NSA Director ADM Michael Rogers discusses importance of public-private sector teamwork
Collaboration between the public and private sectors is essential when it comes to strong cybersecurity, ADM Michael Rogers emphasized on April 2 to more than 700 attendees at Cybersecurity Technology Summit in Washington, hosted by Armed Forces Communications and Electronics Association (AFCEA), a non-profit association serving military, government, industry, and academia to advance communications, information technology, and security.
It was a message he has shared often, so many in the audience found it reassuringly familiar. “Cybersecurity,” he said, “is the ultimate team sport. There is not one single entity that has all the answers. There is not one single technology that is going to solve the problem of cyber.”
He then told a story of two cultures when he shared personal observations about the relationship between the private and public sectors. “My workforce says their [private sector’s] primary driver is money. I tell them, Stop. They think they are changing the world through technology,” he said. “Your focus, our focus, is about defending the nation. Those two values are very compatible and very worthwhile.”
But when ADM Rogers visits Silicon Valley, he says he gets a different story. “You have the workforce that we didn’t want to hire,” they tell him. To that he says, “Interesting. Because when somebody leaves our organization, you are freakin’ hiring them like this!” ADM Rogers quipped as he snapped his fingers to the roaring laughter of those in the room.

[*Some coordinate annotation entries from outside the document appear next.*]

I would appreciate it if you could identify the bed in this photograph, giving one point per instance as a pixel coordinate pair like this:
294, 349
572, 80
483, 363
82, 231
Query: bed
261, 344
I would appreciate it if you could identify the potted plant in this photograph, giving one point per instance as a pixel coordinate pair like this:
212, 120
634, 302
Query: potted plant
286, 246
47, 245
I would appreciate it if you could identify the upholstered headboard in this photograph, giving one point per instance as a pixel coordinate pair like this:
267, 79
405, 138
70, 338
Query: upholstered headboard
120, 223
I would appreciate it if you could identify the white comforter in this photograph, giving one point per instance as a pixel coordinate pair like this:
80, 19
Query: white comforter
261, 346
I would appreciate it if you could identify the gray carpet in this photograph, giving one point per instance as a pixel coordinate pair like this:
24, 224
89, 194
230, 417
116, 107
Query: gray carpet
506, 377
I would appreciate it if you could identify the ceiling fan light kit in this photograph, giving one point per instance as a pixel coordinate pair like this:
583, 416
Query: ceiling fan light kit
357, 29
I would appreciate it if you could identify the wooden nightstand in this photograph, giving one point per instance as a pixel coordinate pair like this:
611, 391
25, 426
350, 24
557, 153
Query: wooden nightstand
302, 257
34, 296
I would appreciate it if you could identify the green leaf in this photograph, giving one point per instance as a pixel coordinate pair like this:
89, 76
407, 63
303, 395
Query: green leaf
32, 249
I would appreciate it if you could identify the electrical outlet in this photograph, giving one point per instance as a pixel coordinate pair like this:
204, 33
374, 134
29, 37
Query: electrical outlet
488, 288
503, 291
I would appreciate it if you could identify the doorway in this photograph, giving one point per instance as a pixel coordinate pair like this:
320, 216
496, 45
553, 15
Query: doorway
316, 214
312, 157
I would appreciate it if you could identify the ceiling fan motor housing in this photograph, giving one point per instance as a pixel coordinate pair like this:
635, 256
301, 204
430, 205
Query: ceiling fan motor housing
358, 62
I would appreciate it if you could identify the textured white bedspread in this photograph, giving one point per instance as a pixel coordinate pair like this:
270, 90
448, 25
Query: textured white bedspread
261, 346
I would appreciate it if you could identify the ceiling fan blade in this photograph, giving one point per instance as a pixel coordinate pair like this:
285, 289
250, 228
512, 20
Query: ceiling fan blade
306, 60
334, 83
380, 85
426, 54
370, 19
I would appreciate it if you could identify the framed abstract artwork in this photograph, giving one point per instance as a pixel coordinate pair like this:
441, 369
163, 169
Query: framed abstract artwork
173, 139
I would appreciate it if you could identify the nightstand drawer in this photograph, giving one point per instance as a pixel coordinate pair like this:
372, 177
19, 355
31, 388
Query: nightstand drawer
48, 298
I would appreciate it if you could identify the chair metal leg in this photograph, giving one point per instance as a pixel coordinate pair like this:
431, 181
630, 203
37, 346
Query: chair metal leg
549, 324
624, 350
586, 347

In the end, laughter, jokes, and quips aside, there’s a great need for that valuable team play. He concluded, “If we are going to defend the systems of the private sector within our nation, we’ve got to bring together the private sector and the public sector in a way that traditionally we have not seen. We’ve got to do this in real time. We’ve got to do it on an enduring basis. It cannot be that the only time we interact with each other is when things are going wrong.”